Eşref Bolukçu

Beslenmenin Psikolojimize Etkileri

Eşref Bolukçu

Beslenme ile ruh sağlığımız arasında doğrudan bir ilişki vardır. Psikolojik olarak sağlıklı olmak, sağlıklı beslenmeyi gerektirir. Günümüzde market tipi hazır gıda ile beslenme her geçen gün daha çok rağbet görmektedir. Bunun paralelinde insan psikolojisindeki bozulmalarda da artış görülmektedir. İnsan psikolojisindeki bozulmaların asıl sebebini sadece beslenmeye bağlamasak da beslenmenin de bunda etkisi büyüktür.

Sağlıklı, beslenme, vücudumuzun, organlarımızın, hücrelerimizin, hormonlarımızın doğru ve düzenli çalışabilmesi için ihtiyaç duyduğumuz besin ögelerini yeterli ve dengeli miktarda almamız demektir. Gerekli olan mineral ve vitaminleri içeren besinleri tüketmediğimizde hastalıklara yakalanıyoruz ve psikolojimiz bozulabiliyor.

Beslenme ve ruhsal durumumuz arasında doğrudan bir ilişki vardır. Tüketilen besinler, alınan besinlerin miktarı ve yapılan egzersizler duygularımızı ve enerjimizi oldukça etkiler. Düzenli olarak beslenmek de önemlidir. Mesela sabah kahvaltısı yapanlar, yapmayanlara göre güne daha pozitif başlarlar ve gün içinde daha enerjik olurlar. Bunu önemli sebebi kan şekerinin dengede kalmasıdır. Açlık ve aşırı tokluk durumunda kan şekerinde oynamalar olur, vücudumuz halsiz düşer ve psikolojimiz de olumsuz etkilenir. Bu durumda daha gergin ve daha olumsuz bir ruh haline bürünürüz. Düşünce yetimiz zayıflar ve fiziksel olarak da kendimizi zayıf hissederiz.

Psikolojimiz, beslenmemize bağlı olarak iyi yönde ya da olumsuz yönde etkilenebilir. Beslenme tercihleri sebebiyle bozulan ruh sağlığı sonucunda insanlar fark etmeden kaygı ve stresini hafifletmek için sıklıkla ve her seferinde çok yemek yemektedir. Bu durum, bir kısır döngü şeklinde devam etmektedir. Bu durumda aslında yapılması gereken şey basittir: Beslenme şeklimizi düzenlemek ve bunu sürekli hale getirmektir.

Günümüzde yanlış beslenmenin bir sebebi de kapitalist tüketim sisteminin dayatmalarıdır. Mesela bağırsak ve endokrin sistemini alt üst eden çikolatanın mutluluk sağladığı sık sık dile getirilmektedir. Serotonin diğer bir adıyla mutluluk hormonu için çikolata önerilmektedir.

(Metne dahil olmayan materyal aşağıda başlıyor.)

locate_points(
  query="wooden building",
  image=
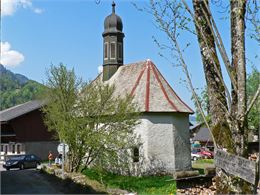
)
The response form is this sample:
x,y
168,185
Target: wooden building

Yapılan araştırmalara göre fiziksel aktiviteler serotonin salgılanması için daha etkilidir ve bu durum daha sağlıklıdır. Düzenli yürüyüşler ve ev içinde yapılan düzenli egzersizler, hem fiziksel hem de duygusal sağlığımızı beslemektedir. Sağlıklı bir şekilde artan serotonin hem iştah düzenini hem de uyku düzeninin olumlu yönde etkilemektedir. Serotonin, insanı daha coşkulu yapar, stres ve depresyon durumundan uzaklaştırır. Beslenme rejiminde serotonin yönünden zengin gıdalar mutlaka yer almalıdır.

Depresyonun önemli bir sebebi de sağlıksız beslenmedir. Yanlış beslenme ile alınamayan B12 vitamini, D vitamini ve folik asit yetersizliği depresyona sebep olabilmektedir. Yapılan çalışmalarda B12 vitamini, D vitamini ve folik asit depresyona karşı savaşmaktadır.

Depresyon ve panik atak gibi sorunlardan dolayı danışmaya aldığım danışanlarımın nerdeyse tümünde B12 ve D vitaminlerinin düşük olduğunu gördüm. 

Ev yapımı kefir ve ev yapımı yoğurt, ev yapımı sağlıklı sirke, ev yapımı sağlıklı turşu, yumurta, kırmızı et, yeşil yapraklı sebzeler bağırsak sağılığı için olmazsa olmaz besinlerdir. Bunlar düzenli olarak tüketilmediği taktirde bağırsak sağlığı bozulmaktadır. Bağırsak sağlığı insan psikolojisi üzerinde de önemli bir etkiye sahiptir.

Düzenli gece uykusu, dengeli ve sağlıklı beslenme ile fiziksel aktiviteler psikolojik sağlığımız için olmazsa olmaz hayati öneme sahip üç faktördür.